Из-за разразившейся первой мировой войны ему как российскому подданному пришлось покинуть Германию и перебраться в нейтральную Швейцарию, где он был принят на медицинский факультет Женевского университета и вместе с братом Авраамом издавал журнал «Для самообразования сионистского студенчества».

Вернувшись в Россию, он в качестве военврача попал на Персидский фронт. После Февральской революции был отозван в Петроград для участия в еврейском отряде, которому надлежало пробиться через Кавказ в Палестину для борьбы с турками. Руководил отрядом Иосиф Трумпельдор.

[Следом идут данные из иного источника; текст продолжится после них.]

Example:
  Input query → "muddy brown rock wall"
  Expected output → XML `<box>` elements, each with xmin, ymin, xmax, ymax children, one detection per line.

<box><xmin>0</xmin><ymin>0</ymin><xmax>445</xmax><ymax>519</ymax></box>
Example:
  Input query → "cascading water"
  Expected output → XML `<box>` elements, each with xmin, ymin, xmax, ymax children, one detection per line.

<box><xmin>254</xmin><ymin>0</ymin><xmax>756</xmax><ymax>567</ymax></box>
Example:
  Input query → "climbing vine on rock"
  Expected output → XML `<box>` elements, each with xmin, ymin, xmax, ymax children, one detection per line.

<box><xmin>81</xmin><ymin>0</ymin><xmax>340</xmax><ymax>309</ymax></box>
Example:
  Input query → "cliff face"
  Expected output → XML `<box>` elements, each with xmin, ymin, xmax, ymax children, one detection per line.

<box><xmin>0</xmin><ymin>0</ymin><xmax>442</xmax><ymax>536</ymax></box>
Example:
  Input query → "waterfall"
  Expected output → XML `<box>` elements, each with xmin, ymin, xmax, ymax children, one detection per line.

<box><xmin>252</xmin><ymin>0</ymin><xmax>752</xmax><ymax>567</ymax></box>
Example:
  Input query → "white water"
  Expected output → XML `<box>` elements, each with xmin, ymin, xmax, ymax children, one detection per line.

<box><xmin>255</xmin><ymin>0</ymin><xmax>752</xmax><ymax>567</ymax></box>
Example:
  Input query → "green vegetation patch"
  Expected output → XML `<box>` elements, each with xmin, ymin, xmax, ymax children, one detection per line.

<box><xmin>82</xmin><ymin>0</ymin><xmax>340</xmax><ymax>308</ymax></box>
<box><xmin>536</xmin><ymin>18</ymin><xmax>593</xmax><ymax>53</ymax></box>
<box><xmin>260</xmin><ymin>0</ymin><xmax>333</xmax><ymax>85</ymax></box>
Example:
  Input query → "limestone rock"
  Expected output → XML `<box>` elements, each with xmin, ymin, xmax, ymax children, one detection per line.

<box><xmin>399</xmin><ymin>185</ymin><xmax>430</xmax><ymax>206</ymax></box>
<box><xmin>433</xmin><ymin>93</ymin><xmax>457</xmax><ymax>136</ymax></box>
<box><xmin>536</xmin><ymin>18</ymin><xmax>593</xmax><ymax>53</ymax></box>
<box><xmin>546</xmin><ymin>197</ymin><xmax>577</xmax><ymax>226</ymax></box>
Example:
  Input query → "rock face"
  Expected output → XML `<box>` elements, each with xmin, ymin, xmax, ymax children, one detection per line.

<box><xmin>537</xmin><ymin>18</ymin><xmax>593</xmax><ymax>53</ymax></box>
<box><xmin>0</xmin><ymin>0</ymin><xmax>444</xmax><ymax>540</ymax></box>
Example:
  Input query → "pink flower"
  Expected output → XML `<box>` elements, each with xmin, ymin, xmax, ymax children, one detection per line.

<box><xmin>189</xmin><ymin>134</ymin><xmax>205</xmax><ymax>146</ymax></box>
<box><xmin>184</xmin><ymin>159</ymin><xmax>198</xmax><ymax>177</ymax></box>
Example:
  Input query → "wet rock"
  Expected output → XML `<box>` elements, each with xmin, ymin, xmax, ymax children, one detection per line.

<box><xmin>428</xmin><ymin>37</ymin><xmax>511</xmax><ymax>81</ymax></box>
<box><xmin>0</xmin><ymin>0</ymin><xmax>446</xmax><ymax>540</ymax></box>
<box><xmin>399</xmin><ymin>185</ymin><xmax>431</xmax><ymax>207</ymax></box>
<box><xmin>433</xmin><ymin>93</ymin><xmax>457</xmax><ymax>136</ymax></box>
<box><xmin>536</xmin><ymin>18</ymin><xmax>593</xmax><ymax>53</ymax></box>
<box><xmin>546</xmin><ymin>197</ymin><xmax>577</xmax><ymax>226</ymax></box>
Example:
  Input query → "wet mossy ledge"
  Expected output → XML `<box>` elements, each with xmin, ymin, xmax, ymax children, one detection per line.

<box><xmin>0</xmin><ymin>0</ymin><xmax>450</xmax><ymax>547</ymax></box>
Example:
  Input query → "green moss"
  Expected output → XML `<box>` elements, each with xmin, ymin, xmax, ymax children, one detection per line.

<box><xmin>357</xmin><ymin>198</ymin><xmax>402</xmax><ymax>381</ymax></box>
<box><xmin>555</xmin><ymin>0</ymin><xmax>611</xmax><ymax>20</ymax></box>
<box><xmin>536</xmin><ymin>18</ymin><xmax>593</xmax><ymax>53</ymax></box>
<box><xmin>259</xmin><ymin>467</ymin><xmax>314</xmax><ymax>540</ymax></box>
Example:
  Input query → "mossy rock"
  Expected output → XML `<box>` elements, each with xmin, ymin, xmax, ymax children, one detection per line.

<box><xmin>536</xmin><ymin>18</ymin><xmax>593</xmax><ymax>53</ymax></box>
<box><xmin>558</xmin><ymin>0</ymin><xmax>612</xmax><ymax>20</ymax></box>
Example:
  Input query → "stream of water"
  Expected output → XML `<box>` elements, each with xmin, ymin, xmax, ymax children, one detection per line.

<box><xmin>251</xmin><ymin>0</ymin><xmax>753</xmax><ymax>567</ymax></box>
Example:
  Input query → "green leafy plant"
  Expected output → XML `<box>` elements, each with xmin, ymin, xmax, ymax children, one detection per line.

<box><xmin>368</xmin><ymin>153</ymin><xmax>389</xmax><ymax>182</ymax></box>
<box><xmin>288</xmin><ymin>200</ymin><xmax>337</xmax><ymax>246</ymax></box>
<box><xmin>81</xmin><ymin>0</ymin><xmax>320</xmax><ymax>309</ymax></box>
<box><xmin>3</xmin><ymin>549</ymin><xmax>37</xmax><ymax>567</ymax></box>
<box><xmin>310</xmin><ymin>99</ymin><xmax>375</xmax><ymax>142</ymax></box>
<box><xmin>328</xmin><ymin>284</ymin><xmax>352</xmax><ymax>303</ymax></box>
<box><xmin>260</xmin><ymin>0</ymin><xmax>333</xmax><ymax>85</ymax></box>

Осуществлению этого плана, одобренного Временным правительством во главе с А. Ф. Керенским, помешал большевистский переворот.

В конце 1917 г. Вейншал оказался в родном Баку. С 1920 по 1922 служил в пропедевтической клинике Бакинского университета, сперва в качестве ординатора, впоследствии – ассистента. Там же опубликовал свои первые научные работы по медицине.

С 1922 г. – с приездом в Палестину – начинается новый этап в его жизни. Это была не первая встреча Вейншала с Землей Израиля. Еще в 1909 г., живя в Баку, он с отцом и двумя братьями приезжал сюда, движимый не «голодом по пряностям», как выразился бы в данном случае поэт М. Волошин, а сионистской идеей, овладевшей со временем всем его существом.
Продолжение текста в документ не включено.